The goal, Entwistle said, is not only to evaluate the effectiveness of the air campaign against Iraq, but provide information that will help make American, British and Australian efforts more effective.
“It’s about improving warfare in the future,” he said. All three countries, as well as the four branches in the American military, are represented on the Combined Weapons Effectiveness Assessment Team. A British officer heads one group, a U.S. Marine leads another and a U.S. Army officer runs a third. Each group of about two dozen personnel has been visiting sites, most recently around the greater Baghdad area, and will do so for a few more weeks.
The groups are comprised of people who are experts in their field, including engineering, intelligence and weapons specialists.
“My expertise is the weapon itself,” said Air Force Capt. Brendan Devine, who’s assigned to one of the teams. He knows how the weapon works and what it’s supposed to do.
Entwistle said the sites were chosen for evaluation mainly by a consensus of all the parties involved. A few more sites were added to address specific requests of the individual countries and services.
“We’re generally interested in going to the sites that we know least about,” he said.
So, when teams visit a site, they gather all the evidence they can, getting measurements, examining what’s left and taking pictures.
Much of what they are finding is classified, at least until the team compiles its report and sends it along the chain of the command.
But Master Sgt. Douglas Frickey, another airman assigned to the team, said he’s been impressed by how accurate many of the attacks seem to have been.
Frickey’s expertise is in computer simulation. He said the programs the military uses to estimate such factors as how much firepower is needed to take out a target and how much collateral damage will occur appear to be pretty accurate.

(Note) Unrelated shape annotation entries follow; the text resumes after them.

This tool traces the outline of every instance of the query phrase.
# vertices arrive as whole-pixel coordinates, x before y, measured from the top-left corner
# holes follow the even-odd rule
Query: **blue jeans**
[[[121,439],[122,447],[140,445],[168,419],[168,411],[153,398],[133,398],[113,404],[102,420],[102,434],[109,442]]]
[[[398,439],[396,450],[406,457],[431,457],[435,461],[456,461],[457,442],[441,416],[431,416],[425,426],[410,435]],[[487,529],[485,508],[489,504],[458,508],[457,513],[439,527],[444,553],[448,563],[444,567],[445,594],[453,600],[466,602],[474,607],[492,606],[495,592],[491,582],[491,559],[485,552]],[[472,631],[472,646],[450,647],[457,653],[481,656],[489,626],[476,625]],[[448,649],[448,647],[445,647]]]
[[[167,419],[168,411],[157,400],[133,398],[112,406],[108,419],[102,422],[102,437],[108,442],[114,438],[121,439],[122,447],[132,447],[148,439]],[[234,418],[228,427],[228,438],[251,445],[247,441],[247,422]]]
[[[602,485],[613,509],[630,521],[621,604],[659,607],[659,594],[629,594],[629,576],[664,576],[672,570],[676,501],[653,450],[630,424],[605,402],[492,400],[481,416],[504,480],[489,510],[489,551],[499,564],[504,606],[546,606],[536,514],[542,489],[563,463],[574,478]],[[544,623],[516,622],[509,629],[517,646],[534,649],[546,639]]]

He said he’ll take some valuable insight — both from visiting the sites and from working with those from other services and countries — with him when he returns to his job at U.S. Central Command.

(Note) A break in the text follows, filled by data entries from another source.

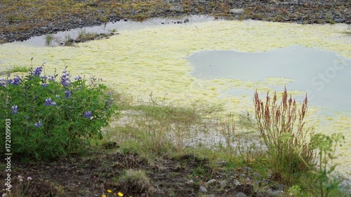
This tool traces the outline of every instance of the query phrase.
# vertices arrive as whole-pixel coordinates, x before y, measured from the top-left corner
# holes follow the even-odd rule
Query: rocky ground
[[[14,196],[102,196],[108,189],[124,196],[279,196],[284,186],[272,184],[249,168],[224,170],[225,162],[210,167],[206,158],[183,154],[159,157],[152,164],[131,152],[117,151],[118,146],[102,146],[85,156],[74,156],[50,162],[23,163],[12,161],[12,191],[25,191]],[[117,182],[126,169],[146,170],[150,185],[141,188]],[[30,180],[28,180],[30,177]],[[5,173],[0,174],[4,186]],[[22,180],[20,180],[20,179]],[[265,191],[257,187],[266,186]],[[1,194],[1,193],[0,193]]]
[[[350,8],[349,0],[4,0],[0,2],[0,43],[119,20],[187,15],[303,24],[350,24]]]

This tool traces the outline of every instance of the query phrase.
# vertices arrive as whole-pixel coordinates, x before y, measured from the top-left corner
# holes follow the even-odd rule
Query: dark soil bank
[[[0,1],[0,43],[119,20],[211,15],[227,20],[351,23],[350,0]]]

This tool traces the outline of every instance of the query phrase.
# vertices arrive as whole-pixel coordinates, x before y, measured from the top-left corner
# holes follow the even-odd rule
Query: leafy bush
[[[310,129],[303,129],[307,96],[298,111],[295,100],[291,96],[288,97],[286,89],[280,103],[277,102],[274,93],[272,100],[267,94],[265,104],[256,91],[254,104],[258,129],[270,156],[273,178],[291,184],[295,178],[292,175],[298,176],[300,172],[309,170],[309,165],[313,164],[314,152],[307,137],[307,134],[313,136],[314,133]],[[297,127],[294,128],[298,118]]]
[[[0,79],[0,123],[5,127],[11,121],[14,156],[48,159],[79,152],[89,139],[102,137],[101,128],[117,111],[102,79],[92,77],[88,85],[81,76],[71,81],[67,67],[60,77],[56,71],[41,76],[43,67],[31,69],[25,77]],[[5,133],[0,135],[5,147]]]
[[[334,133],[331,137],[318,133],[311,139],[312,148],[318,153],[319,169],[312,172],[317,175],[321,197],[329,196],[333,190],[340,189],[341,180],[332,178],[332,172],[336,165],[332,165],[333,159],[336,158],[335,152],[338,144],[343,142],[345,137],[340,133]]]

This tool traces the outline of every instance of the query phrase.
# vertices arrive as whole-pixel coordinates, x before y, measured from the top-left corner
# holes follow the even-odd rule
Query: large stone
[[[232,14],[243,14],[244,12],[243,8],[234,8],[228,11],[229,13]]]

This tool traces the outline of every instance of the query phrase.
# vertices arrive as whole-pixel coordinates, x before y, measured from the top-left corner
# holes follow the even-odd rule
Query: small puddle
[[[260,81],[289,78],[293,81],[286,86],[288,90],[307,93],[312,104],[351,111],[351,60],[333,52],[293,46],[262,53],[204,51],[187,59],[194,66],[192,74],[199,79]],[[282,87],[270,88],[282,90]],[[242,91],[248,90],[232,89],[227,93],[246,93]]]
[[[81,32],[91,34],[110,34],[112,32],[117,33],[119,31],[124,29],[138,29],[147,27],[160,26],[168,24],[178,25],[187,22],[191,23],[211,20],[214,20],[214,18],[207,15],[190,15],[182,18],[155,18],[143,22],[120,20],[119,21],[107,22],[106,24],[101,25],[77,28],[69,31],[59,32],[58,33],[52,34],[53,37],[55,39],[51,46],[60,46],[60,42],[62,42],[67,39],[67,38],[76,39],[79,33]],[[46,46],[45,44],[45,35],[34,36],[27,41],[15,41],[15,43],[20,43],[32,46]],[[58,41],[55,41],[55,40],[58,40]]]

Before then, though, the team has a lot of ground to cover. And, while members said they’ve mostly seen success stories, that’s not always the case.
Entwistle related one incident: A team group visited a site where it was thought a coalition weapon took out an Iraqi air defense battery. But through talks with local residents, they found the battery had been moved a day before the attack and it wasn’t damaged at all.
At some sites, team members have seen the effects of weapons designed to explode only after they’ve penetrated through a programmed number of floors in a building. Such attacks are designed to take out specific targets while keeping the loss of life to a minimum, Entwistle said.
But not all weapons appear to achieved the desired aim.
“Do we have some that have fallen short?” Devine asked. “Yes. Are we trying to find out why? Absolutely.”
Entwistle said the team is not charged with counting the number of Iraqis who were killed in the attacks and doesn’t have the expertise to do so. But he said most of the attacks appear to have achieved their objectives – and targeting civilians was never a goal.
In fact, he said, the study should help the military reduce the number of unintended casualties in future conflicts by helping it understand exactly what its weapons will do.
Forcing people to leave a specific building, for instance, without blowing it up with everyone still inside, is an achievable goal, he said.
“If your object is to get that guy to give up, you’ve achieved your objective.”
Entwistle admitted that visiting only a few hundred of the thousands and thousands of sites around Iraq might not provide a scientific look at the campaign.
“My answer is, I don’t know and I really don’t care,” he said. “You make an honest attempt to find out what you can about the point of attack and you do a thorough job.
“The people who I’m reporting this to have to have thick skins,” he said. “Because we’re reporting the truth.”